The company, which was formed when Fiat Chrysler and Peugeot merged, also agreed to cooperate with federal authorities as part of its plea agreement, a statement released by prosecutors said.
The investigation centered on a claim that Fiat Chrysler tried to evade emission standards for some of its pickup trucks and Jeeps. Prosecutors said the U.S. division, also known as FCA US, had misled customers and regulators for years.
“We expect all corporations to deal with regulators and the public openly and honestly,” Dawn N. Ison, the U.S. attorney for the Eastern District of Michigan, said in a statement. “Unfortunately, one of our district’s biggest corporations fell far short of that standard, resulting in today’s guilty plea.”
The company, in a statement on Friday, confirmed that it had agreed to resolve the criminal investigation with a guilty plea and a fine. Court documents show that the company had agreed early last month to plead guilty but that the agreement was not signed by federal prosecutors and filed with the court until Friday.
Prosecutors said the investigation had found that the company designed software in some of its older vehicles that helped them meet emission standards during federal testing but not when customers were driving them. The authorities said the deception had enabled Fiat Chrysler to market the vehicles as being environmentally friendly and having “best-in-class fuel efficiency.”

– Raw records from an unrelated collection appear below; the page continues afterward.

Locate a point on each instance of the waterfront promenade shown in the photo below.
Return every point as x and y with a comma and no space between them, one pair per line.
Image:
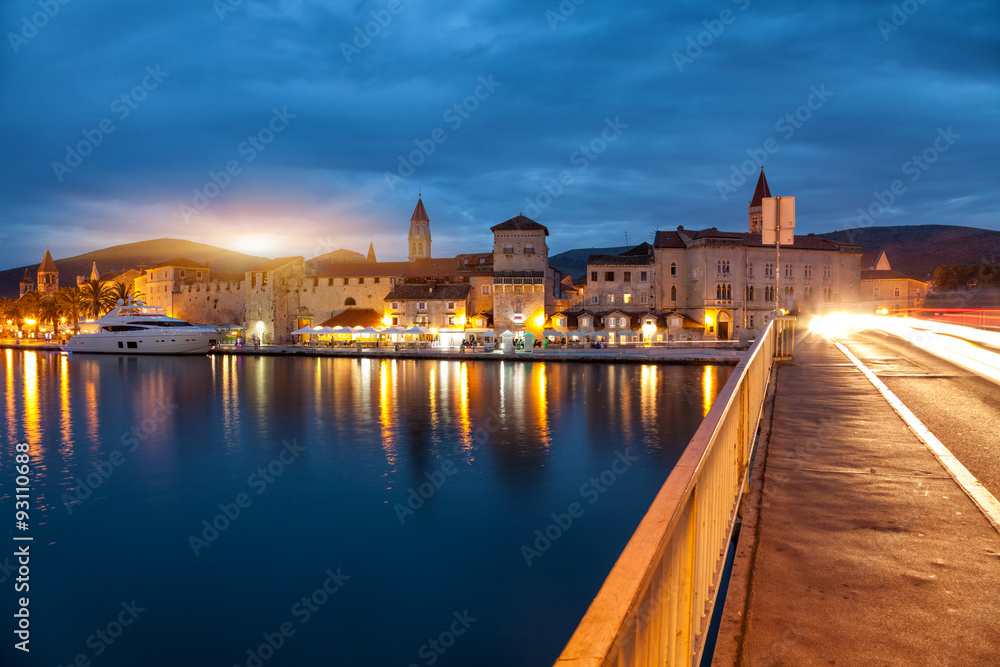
672,355
857,547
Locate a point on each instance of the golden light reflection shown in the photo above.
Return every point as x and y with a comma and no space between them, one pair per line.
465,424
65,414
707,389
32,415
387,377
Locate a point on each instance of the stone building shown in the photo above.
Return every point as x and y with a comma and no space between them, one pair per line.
522,278
883,289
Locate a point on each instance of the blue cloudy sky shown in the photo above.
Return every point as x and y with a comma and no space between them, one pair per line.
298,127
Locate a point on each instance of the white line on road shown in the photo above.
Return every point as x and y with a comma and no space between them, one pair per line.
985,500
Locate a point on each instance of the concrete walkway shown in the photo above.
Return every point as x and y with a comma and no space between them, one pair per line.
857,547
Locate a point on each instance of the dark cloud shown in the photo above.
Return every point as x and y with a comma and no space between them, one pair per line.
704,90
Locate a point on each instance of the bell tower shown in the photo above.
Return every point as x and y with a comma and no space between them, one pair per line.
754,212
420,233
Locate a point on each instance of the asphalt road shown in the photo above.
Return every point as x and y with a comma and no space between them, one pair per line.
959,407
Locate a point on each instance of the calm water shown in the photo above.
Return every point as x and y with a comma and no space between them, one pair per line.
331,460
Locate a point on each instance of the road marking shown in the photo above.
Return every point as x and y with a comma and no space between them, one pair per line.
985,500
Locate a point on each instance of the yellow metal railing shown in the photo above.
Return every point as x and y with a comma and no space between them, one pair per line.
656,604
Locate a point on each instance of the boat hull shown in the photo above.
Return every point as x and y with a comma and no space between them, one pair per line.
146,342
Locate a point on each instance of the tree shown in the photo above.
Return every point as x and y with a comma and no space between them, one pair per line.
29,307
70,301
124,292
97,297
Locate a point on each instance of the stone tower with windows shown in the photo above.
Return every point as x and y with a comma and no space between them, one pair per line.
420,233
522,278
754,212
48,275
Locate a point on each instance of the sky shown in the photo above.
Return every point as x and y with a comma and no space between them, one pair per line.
296,128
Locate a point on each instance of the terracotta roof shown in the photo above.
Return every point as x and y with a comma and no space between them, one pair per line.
668,240
884,274
619,260
47,264
271,265
760,191
419,214
518,223
363,269
446,292
355,317
182,261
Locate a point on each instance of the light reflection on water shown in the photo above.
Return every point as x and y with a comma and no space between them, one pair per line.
521,438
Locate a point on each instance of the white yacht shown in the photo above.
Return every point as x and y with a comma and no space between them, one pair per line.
135,328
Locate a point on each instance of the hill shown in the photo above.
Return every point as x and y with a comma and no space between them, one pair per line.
342,256
574,262
917,249
143,254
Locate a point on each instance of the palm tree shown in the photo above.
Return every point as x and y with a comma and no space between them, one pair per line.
97,297
8,311
29,307
124,291
70,301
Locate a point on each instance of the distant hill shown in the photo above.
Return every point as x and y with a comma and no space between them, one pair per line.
917,249
341,256
143,254
574,262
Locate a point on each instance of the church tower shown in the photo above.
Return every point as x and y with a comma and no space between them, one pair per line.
27,284
420,233
48,275
754,212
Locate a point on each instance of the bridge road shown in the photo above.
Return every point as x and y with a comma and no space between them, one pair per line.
858,547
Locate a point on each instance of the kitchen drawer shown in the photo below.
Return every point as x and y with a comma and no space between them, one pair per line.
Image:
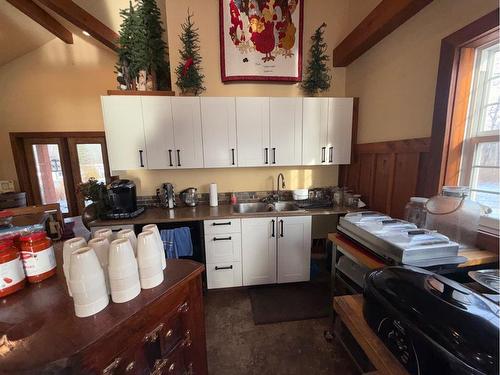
223,248
224,275
222,226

In a related case, prosecutors indicted three company employees last year on similar charges that they had conspired to violate the Clean Air Act by misleading regulators and customers about diesel emission standards.

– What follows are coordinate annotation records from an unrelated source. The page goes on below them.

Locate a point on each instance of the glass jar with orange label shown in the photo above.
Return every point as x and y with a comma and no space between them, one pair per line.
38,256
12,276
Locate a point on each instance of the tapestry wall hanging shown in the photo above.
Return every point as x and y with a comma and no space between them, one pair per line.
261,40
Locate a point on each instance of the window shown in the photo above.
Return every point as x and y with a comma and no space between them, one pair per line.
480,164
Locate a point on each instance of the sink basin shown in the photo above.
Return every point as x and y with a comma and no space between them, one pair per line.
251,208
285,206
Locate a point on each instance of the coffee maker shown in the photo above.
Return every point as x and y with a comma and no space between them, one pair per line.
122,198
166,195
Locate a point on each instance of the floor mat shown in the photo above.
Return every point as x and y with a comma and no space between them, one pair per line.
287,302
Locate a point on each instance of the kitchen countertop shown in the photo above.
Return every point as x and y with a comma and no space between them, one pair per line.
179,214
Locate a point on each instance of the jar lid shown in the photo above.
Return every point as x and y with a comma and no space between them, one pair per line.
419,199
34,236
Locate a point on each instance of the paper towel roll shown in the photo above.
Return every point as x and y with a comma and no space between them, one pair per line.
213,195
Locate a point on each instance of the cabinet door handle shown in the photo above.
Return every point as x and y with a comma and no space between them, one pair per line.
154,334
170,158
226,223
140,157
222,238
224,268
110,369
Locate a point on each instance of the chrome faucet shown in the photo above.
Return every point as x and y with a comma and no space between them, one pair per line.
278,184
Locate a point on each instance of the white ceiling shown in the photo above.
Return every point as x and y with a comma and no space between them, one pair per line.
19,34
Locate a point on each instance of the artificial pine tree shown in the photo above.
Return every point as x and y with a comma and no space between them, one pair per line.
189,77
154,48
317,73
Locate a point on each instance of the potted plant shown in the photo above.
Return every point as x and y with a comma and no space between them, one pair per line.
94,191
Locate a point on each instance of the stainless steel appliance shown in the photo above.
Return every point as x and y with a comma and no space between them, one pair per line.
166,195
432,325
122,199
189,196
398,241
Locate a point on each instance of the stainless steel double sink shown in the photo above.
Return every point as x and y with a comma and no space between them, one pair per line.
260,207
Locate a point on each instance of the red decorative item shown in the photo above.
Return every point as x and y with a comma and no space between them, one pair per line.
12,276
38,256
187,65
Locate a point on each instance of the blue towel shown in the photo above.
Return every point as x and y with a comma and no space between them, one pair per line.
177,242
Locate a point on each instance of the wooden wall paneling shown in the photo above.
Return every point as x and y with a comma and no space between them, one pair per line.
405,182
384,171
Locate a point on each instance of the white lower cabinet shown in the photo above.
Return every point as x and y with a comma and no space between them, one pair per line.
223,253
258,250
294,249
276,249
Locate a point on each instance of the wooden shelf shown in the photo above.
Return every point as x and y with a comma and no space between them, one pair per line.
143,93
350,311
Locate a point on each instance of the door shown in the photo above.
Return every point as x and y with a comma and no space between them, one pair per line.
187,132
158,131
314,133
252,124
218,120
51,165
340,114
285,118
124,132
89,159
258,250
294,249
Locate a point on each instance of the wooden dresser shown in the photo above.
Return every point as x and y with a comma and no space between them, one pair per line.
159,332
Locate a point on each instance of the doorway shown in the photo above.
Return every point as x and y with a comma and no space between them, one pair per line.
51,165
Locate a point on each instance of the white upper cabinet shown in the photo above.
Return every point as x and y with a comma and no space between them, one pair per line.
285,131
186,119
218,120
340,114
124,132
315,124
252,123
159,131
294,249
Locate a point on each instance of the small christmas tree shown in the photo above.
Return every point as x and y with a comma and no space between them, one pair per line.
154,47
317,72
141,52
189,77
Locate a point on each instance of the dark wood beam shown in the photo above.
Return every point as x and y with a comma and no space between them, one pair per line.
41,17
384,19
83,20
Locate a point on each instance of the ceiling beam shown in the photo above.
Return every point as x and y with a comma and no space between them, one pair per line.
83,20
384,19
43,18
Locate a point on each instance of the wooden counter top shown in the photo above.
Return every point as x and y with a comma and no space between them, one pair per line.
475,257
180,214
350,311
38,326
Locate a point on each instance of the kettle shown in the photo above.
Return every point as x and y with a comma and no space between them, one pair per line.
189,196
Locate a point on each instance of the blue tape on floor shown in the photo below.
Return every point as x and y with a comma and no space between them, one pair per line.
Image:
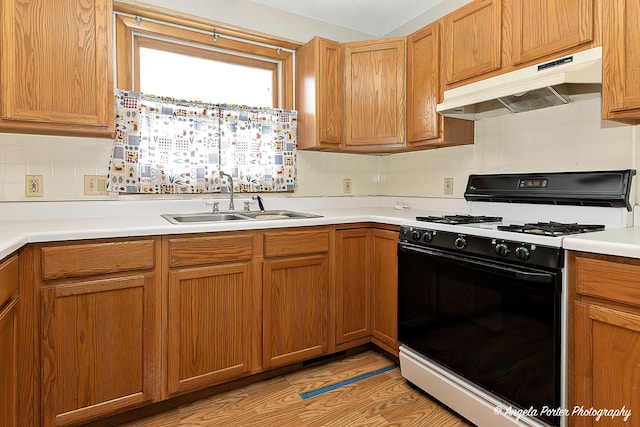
326,389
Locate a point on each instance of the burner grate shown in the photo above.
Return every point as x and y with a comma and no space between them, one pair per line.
459,219
551,228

The company paid hundreds of millions of dollars in 2019 to settle lawsuits arising from the scheme. At the time it was estimated that settlement and related vehicle recalls would cost Fiat Chrysler about $800 million.
In pleading guilty, the company also agreed to put in a compliance and ethics program to detect future attempts at similar deceptive conduct. The company’s guilty plea is subject to court approval, and sentencing is scheduled for July 18.